“We’ve gone through this together, and you’ve helped me––I can’t tell you how much, honey. Only, I hope we can go through a lot more trouble together. There’s plenty of it ahead.”
She felt proud and meek and dismally happy. She squeezed his big hand again in both of hers and sighed, with a smile:
“I hope so.”
Then he pressed the buzzer, and Miss Gabus was inside the door with suspicious promptitude. Davidge said:
“Mr. Avery, please––and the others––all the others right away. Ask them to come here; and you might come back, Miss Gabus.”
Mr. Avery, the chief clerk, and other clerks and stenographers, gathered, wondering what was about to happen. Some of them came grinning, for when they had asked Miss Gabus what was up she had guessed: “I reckon he’s goin’ to announce his engagement.”

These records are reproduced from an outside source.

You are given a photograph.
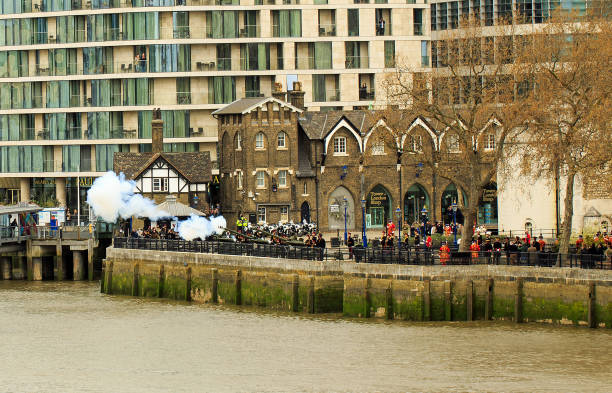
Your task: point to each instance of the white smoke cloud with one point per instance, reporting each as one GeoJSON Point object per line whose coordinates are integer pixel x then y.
{"type": "Point", "coordinates": [200, 227]}
{"type": "Point", "coordinates": [112, 196]}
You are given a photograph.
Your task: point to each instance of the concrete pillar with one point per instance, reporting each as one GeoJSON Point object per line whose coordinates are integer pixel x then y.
{"type": "Point", "coordinates": [7, 268]}
{"type": "Point", "coordinates": [78, 265]}
{"type": "Point", "coordinates": [37, 268]}
{"type": "Point", "coordinates": [20, 268]}
{"type": "Point", "coordinates": [60, 190]}
{"type": "Point", "coordinates": [24, 184]}
{"type": "Point", "coordinates": [215, 286]}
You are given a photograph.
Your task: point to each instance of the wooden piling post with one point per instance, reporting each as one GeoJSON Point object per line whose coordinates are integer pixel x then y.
{"type": "Point", "coordinates": [489, 302]}
{"type": "Point", "coordinates": [160, 282]}
{"type": "Point", "coordinates": [469, 300]}
{"type": "Point", "coordinates": [135, 279]}
{"type": "Point", "coordinates": [591, 304]}
{"type": "Point", "coordinates": [295, 293]}
{"type": "Point", "coordinates": [215, 285]}
{"type": "Point", "coordinates": [518, 301]}
{"type": "Point", "coordinates": [426, 300]}
{"type": "Point", "coordinates": [238, 286]}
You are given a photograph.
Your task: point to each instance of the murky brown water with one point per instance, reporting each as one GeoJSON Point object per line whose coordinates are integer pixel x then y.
{"type": "Point", "coordinates": [67, 337]}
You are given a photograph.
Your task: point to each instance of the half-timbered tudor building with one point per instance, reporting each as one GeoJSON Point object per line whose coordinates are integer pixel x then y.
{"type": "Point", "coordinates": [157, 174]}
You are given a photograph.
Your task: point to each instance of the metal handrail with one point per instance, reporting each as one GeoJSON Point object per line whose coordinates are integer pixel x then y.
{"type": "Point", "coordinates": [391, 255]}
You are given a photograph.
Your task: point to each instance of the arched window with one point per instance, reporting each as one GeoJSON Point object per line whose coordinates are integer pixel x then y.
{"type": "Point", "coordinates": [259, 140]}
{"type": "Point", "coordinates": [281, 140]}
{"type": "Point", "coordinates": [415, 200]}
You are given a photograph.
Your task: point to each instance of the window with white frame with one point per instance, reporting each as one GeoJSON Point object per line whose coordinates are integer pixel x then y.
{"type": "Point", "coordinates": [452, 143]}
{"type": "Point", "coordinates": [339, 145]}
{"type": "Point", "coordinates": [261, 214]}
{"type": "Point", "coordinates": [239, 180]}
{"type": "Point", "coordinates": [259, 141]}
{"type": "Point", "coordinates": [378, 148]}
{"type": "Point", "coordinates": [260, 179]}
{"type": "Point", "coordinates": [416, 142]}
{"type": "Point", "coordinates": [284, 212]}
{"type": "Point", "coordinates": [282, 178]}
{"type": "Point", "coordinates": [281, 140]}
{"type": "Point", "coordinates": [160, 184]}
{"type": "Point", "coordinates": [489, 141]}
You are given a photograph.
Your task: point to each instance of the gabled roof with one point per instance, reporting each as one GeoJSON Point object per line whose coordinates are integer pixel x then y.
{"type": "Point", "coordinates": [317, 125]}
{"type": "Point", "coordinates": [246, 105]}
{"type": "Point", "coordinates": [193, 166]}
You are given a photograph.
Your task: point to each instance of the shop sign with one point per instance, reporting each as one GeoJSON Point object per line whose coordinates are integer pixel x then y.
{"type": "Point", "coordinates": [44, 181]}
{"type": "Point", "coordinates": [86, 181]}
{"type": "Point", "coordinates": [377, 198]}
{"type": "Point", "coordinates": [489, 195]}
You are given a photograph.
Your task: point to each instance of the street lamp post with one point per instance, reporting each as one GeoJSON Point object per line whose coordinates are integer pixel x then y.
{"type": "Point", "coordinates": [424, 216]}
{"type": "Point", "coordinates": [398, 211]}
{"type": "Point", "coordinates": [454, 205]}
{"type": "Point", "coordinates": [363, 236]}
{"type": "Point", "coordinates": [345, 203]}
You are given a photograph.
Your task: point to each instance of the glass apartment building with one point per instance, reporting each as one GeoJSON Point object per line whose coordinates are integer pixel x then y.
{"type": "Point", "coordinates": [79, 78]}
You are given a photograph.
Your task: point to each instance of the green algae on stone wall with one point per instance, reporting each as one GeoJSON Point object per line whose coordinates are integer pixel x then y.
{"type": "Point", "coordinates": [394, 292]}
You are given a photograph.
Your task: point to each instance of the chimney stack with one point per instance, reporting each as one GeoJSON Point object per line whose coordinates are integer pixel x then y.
{"type": "Point", "coordinates": [157, 132]}
{"type": "Point", "coordinates": [297, 95]}
{"type": "Point", "coordinates": [278, 92]}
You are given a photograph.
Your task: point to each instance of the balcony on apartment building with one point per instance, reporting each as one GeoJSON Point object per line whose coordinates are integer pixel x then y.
{"type": "Point", "coordinates": [366, 87]}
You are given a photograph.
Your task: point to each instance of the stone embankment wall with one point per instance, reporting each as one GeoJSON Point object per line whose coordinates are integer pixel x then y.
{"type": "Point", "coordinates": [403, 292]}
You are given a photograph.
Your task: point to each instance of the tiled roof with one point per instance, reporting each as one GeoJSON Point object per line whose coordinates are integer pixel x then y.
{"type": "Point", "coordinates": [246, 105]}
{"type": "Point", "coordinates": [317, 125]}
{"type": "Point", "coordinates": [194, 166]}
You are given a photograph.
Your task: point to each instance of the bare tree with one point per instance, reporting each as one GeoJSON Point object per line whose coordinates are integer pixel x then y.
{"type": "Point", "coordinates": [570, 131]}
{"type": "Point", "coordinates": [471, 97]}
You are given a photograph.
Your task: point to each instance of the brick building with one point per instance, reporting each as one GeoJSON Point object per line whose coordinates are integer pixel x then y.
{"type": "Point", "coordinates": [281, 163]}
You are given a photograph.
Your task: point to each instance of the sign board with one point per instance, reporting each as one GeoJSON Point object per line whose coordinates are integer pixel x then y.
{"type": "Point", "coordinates": [86, 181]}
{"type": "Point", "coordinates": [44, 216]}
{"type": "Point", "coordinates": [378, 198]}
{"type": "Point", "coordinates": [489, 195]}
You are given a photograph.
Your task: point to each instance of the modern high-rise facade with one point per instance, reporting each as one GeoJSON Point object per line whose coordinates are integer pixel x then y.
{"type": "Point", "coordinates": [79, 78]}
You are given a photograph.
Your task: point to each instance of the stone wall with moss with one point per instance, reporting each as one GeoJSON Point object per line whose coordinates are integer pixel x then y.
{"type": "Point", "coordinates": [402, 292]}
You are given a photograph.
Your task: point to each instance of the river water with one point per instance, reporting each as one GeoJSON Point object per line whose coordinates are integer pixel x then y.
{"type": "Point", "coordinates": [67, 337]}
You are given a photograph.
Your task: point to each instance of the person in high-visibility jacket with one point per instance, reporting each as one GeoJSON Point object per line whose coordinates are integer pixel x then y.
{"type": "Point", "coordinates": [444, 254]}
{"type": "Point", "coordinates": [474, 248]}
{"type": "Point", "coordinates": [240, 223]}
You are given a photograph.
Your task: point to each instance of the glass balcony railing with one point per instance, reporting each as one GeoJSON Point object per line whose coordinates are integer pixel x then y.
{"type": "Point", "coordinates": [366, 94]}
{"type": "Point", "coordinates": [357, 62]}
{"type": "Point", "coordinates": [418, 29]}
{"type": "Point", "coordinates": [327, 30]}
{"type": "Point", "coordinates": [330, 95]}
{"type": "Point", "coordinates": [183, 98]}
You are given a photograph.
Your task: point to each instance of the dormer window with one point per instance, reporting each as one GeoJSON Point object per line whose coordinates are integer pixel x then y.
{"type": "Point", "coordinates": [340, 145]}
{"type": "Point", "coordinates": [416, 142]}
{"type": "Point", "coordinates": [378, 148]}
{"type": "Point", "coordinates": [259, 144]}
{"type": "Point", "coordinates": [160, 184]}
{"type": "Point", "coordinates": [489, 142]}
{"type": "Point", "coordinates": [281, 140]}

The office force came in like an ill-drilled comic-opera chorus. Davidge waited till the last-comer was waiting. Then he said:
“Folks, I’ve just had bad news. The Clara––they got her! The Germans got her. She was blown up by a bomb. She was two days out and going like a greyhound when she sank with all on board except six of the crew who got away in a life-boat and were picked up by a tramp.”
There was a shock of silence, then a hubbub of gasps, oaths, of incredulous protests.